Background Probe-based confocal laser endomicroscopy (pCLE) allows real-time detection of neoplastic Barrett’s esophagus (BE) tissue. However, the accuracy of pCLE in real time has not yet been extensively evaluated. Objective To compare the sensitivity and specificity of pCLE in addition to high-definition white-light endoscopy (HD-WLE) with HD-WLE alone for the detection of high-grade dysplasia (HGD) and early carcinoma (EC) in BE. Design International, prospective, multicenter, randomized, controlled trial. Setting Five tertiary referral centers. Patients A total of 101 consecutive BE patients presenting for surveillance or endoscopic treatment of HGD/EC. Interventions All patients were examined by HD-WLE, narrow-band imaging (NBI), and pCLE, and the findings were recorded before biopsy samples were obtained.

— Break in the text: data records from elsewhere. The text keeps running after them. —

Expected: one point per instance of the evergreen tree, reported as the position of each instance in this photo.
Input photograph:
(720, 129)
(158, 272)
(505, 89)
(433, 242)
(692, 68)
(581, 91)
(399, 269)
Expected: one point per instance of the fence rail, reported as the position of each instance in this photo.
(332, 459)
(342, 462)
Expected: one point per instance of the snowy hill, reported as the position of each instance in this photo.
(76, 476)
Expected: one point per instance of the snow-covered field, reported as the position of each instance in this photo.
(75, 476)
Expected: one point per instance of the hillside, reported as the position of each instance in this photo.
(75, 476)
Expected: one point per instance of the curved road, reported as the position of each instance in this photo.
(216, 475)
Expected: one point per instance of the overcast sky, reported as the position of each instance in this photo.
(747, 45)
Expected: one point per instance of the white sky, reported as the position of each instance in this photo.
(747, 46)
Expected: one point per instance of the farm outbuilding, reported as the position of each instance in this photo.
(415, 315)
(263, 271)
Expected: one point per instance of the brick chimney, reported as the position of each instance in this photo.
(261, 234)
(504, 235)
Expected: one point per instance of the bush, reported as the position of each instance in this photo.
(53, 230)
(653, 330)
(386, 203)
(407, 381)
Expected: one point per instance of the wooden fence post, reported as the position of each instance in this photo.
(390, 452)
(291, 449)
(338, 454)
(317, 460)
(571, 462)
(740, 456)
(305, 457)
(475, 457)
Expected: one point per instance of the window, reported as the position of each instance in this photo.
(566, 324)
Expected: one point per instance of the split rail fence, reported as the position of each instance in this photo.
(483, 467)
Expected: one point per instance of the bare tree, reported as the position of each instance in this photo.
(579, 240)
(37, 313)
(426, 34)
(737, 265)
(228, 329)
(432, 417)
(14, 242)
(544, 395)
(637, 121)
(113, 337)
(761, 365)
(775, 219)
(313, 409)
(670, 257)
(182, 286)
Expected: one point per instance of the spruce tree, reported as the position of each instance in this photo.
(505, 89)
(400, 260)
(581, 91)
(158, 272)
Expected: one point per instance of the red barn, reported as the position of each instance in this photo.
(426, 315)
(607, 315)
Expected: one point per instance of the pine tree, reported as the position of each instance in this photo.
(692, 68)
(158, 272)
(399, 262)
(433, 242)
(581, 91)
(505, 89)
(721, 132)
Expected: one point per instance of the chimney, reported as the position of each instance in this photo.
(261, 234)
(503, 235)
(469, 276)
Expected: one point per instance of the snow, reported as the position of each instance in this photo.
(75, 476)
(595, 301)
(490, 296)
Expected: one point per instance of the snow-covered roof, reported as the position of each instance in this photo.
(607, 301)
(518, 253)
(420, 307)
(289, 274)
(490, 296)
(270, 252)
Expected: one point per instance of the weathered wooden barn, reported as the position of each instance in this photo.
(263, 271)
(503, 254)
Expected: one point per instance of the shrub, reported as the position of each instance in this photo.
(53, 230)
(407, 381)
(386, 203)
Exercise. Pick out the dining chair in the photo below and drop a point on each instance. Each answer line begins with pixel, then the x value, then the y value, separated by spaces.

The order of HD-WLE and NBI was randomized and performed by 2 independent, blinded endoscopists. All suspicious lesions on HD-WLE or NBI and 4-quadrant random locations were documented. These locations were examined by pCLE, and a presumptive diagnosis of benign or neoplastic (HGD/EC) tissue was made in real time. Finally, biopsies were taken from all locations and were reviewed by a central pathologist, blinded to endoscopic and pCLE data. Main Outcome Measurements Diagnostic characteristics of pCLE. Results The sensitivity and specificity for HD-WLE were 34.2% and 92.7%, respectively, compared with 68.3% and 87.8%, respectively, for HD-WLE or pCLE (P = .002 and P < .001, respectively). The sensitivity and specificity for HD-WLE or NBI were 45.0% and 88.2%, respectively, compared with 75.8% and 84.2%, respectively, for HD-WLE, NBI, or pCLE (P = .01 and P = .02, respectively). Use of pCLE in conjunction with HD-WLE and NBI enabled the identification of 2 and 1 additional HGD/EC patients compared with HD-WLE and HD-WLE or NBI, respectively, resulting in detection of all HGD/EC patients, although not statistically significant. Limitations Academic centers with enriched population. Conclusions pCLE combined with HD-WLE significantly improved the ability to detect neoplasia in BE patients compared with HD-WLE. This may allow better informed decisions to be made for the management and subsequent treatment of BE patients.